Creek was charged in 2019 through a federal criminal complaint. In those documents, the Bureau of Alcohol, Tobacco, Firearms and Explosives said they had confidential sources who said Creek was the primary supplier of drugs to Triple-C and other drug trafficking organizations in Baltimore City from at least 2018, and that he operated and/or supplied drugs to drug shops near Harford Road and North Avenue, McElderry and Jefferson streets, and a stash house on Cliftview Avenue.

“Anyone engaged in trafficking in that area without Creek’s approval would be robbed,” one source of information for the ATF said, according to the court documents.

They cited recorded telephone calls in which Creek talked about keeping people in line and taxing drug dealers in the area.

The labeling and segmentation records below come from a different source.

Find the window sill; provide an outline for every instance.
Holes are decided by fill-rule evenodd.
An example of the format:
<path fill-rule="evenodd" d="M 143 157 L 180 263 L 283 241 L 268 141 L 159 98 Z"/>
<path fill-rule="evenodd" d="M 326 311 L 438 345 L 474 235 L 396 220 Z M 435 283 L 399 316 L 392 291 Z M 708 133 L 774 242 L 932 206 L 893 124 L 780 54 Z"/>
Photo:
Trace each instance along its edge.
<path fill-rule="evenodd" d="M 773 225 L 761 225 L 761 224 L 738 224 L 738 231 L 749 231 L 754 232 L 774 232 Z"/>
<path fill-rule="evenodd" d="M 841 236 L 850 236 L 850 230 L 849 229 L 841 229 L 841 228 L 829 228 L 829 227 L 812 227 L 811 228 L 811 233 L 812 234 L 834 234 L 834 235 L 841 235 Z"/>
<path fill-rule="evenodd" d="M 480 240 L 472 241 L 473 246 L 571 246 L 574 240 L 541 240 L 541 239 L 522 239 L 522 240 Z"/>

“They ain’t in line, they get put in line,” Creek said, according to prosecutors. Referring to the tax, he said: “Thirty percent apply to them too though . . . . Everybody taxation from representation.”

U.S. District Judge Catherine C. Blake found in May 2020 that Creek’s risk from COVID-19 “rises to the level of a ‘compelling reason’ for temporary release.” He was released to live with his sister and her husband, both city Fire Department supervisors, in Harford County.

“In particular, the court considers the danger Creek poses to the community, which may be mitigated by the reliability of Creek’s third party custodian and the fact that her residence is outside of Baltimore City,” Blake wrote. “On balance, Creek has demonstrated that the risk from the COVID-19 virus is a compelling reason for temporary release.”

Creek previously pleaded guilty in 2007 in the Eastern District of Pennsylvania and was sentenced to nine years in federal prison for his role in a crack cocaine conspiracy centered in Philadelphia.

The indictment announced Thursday alleges that Creek took contract murders on behalf of CCC and ordered other members to fulfill the contracts. Triple-C members “enhanced their status within the gang by carrying out acts of violence against rivals and earning their ‘C’,” the indictment said.

Most of the violence is attributed to younger members of the gang, but the indictment accuses Creek and one of his lieutenants of murdering Jamere Ricks, 19, in November 2016 and that Creek directed an attempted contract hit in 2018.